Italy's fund market is one of the biggest in Europe. In the first quarter of this year, net sales of foreign-domiciled funds amounted to EUR21.1 billion, according to a study by the European Fund and Asset Management Association (Efama). In total, Italian investors contributed EUR7.9 billion into undertakings for collective investments in transferable securities (Ucits) in the first quarter of this year.

These funds are mostly open-ended, so close-ended structured funds are something of a novelty. To tap the fund market, CAAM SGR, a savings management company created by the partnership between Credit Agricole and Banca Intesa, launched the CAAM Guaranteed Formula 2012 last month. The formula fund, or structured fund, is the first in Italy, according to CAAM SGR's Cecchini.

The six-year capital-guaranteed fund pays 100% of the average of the positive performances of a basket of three equity indexes: the DJ Eurostoxx 50, the S&P 500 and the Nikkei 225.

CAAM Guaranteed Formula 2012 is targeted at fund investors. CAAM's own research shows that two-thirds of investors in funds prefer risk-free or low-risk products. Capital-guaranteed funds are relatively new to the market, and because capital is repaid on maturity, they have struck a chord with the local investors.

Guaranteed Formula 2012 is aimed at the mass retail market and is distributed by the institutions of the Italian Bank Division of the Intesa group: Cariparma, BiverBanca, Banca di Trento e Bolzano, Banca Popolare FriulAdria, Intesa Casse del Centro (CR Viterbo, CR Foligno, CR Rieti, CR Spoleto, CR Citta di Castello, CR Terni e Narni, CR Ascoli and CR Fano).

CAAM SGR has already had some success with another CPPI-based, five-year guaranteed fund, Intesa Garanzia Attiva I semestre 2006, which was launched at the end of last year. "Our formula funds and CPPI funds are the first of a kind because they provide capital guarantees," Cecchini says. "The formula funds were fully subscribed after 15 days of launch.

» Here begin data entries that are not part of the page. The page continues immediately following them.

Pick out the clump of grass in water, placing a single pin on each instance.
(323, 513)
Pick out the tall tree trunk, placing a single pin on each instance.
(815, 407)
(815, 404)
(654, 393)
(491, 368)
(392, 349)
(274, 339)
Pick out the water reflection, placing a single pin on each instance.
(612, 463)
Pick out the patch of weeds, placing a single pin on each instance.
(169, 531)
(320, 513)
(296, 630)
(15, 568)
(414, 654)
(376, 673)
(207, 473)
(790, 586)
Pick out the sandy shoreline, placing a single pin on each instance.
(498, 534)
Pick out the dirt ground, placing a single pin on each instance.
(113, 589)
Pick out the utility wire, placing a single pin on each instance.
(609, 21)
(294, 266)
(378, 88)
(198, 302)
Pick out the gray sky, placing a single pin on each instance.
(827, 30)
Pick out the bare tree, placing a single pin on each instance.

We would like to launch these products on a regular basis."

Observers say the capital-guaranteed fund market in Italy will dominate as a result of the changes in regulation. "CPPI products are flooding the market. Consob seems to be comfortable with them and they are being processed quickly," Morini at Banco Akros says. "They are the first products to hit the market under the new regime."

But there are even more regulatory changes ahead. Market participants are awaiting the implementation of the Markets in Financial Instruments Directive (MiFID) next year, designed to create a single market in financial services in the EU, which may shed a little more light on Italy's problematic financial market.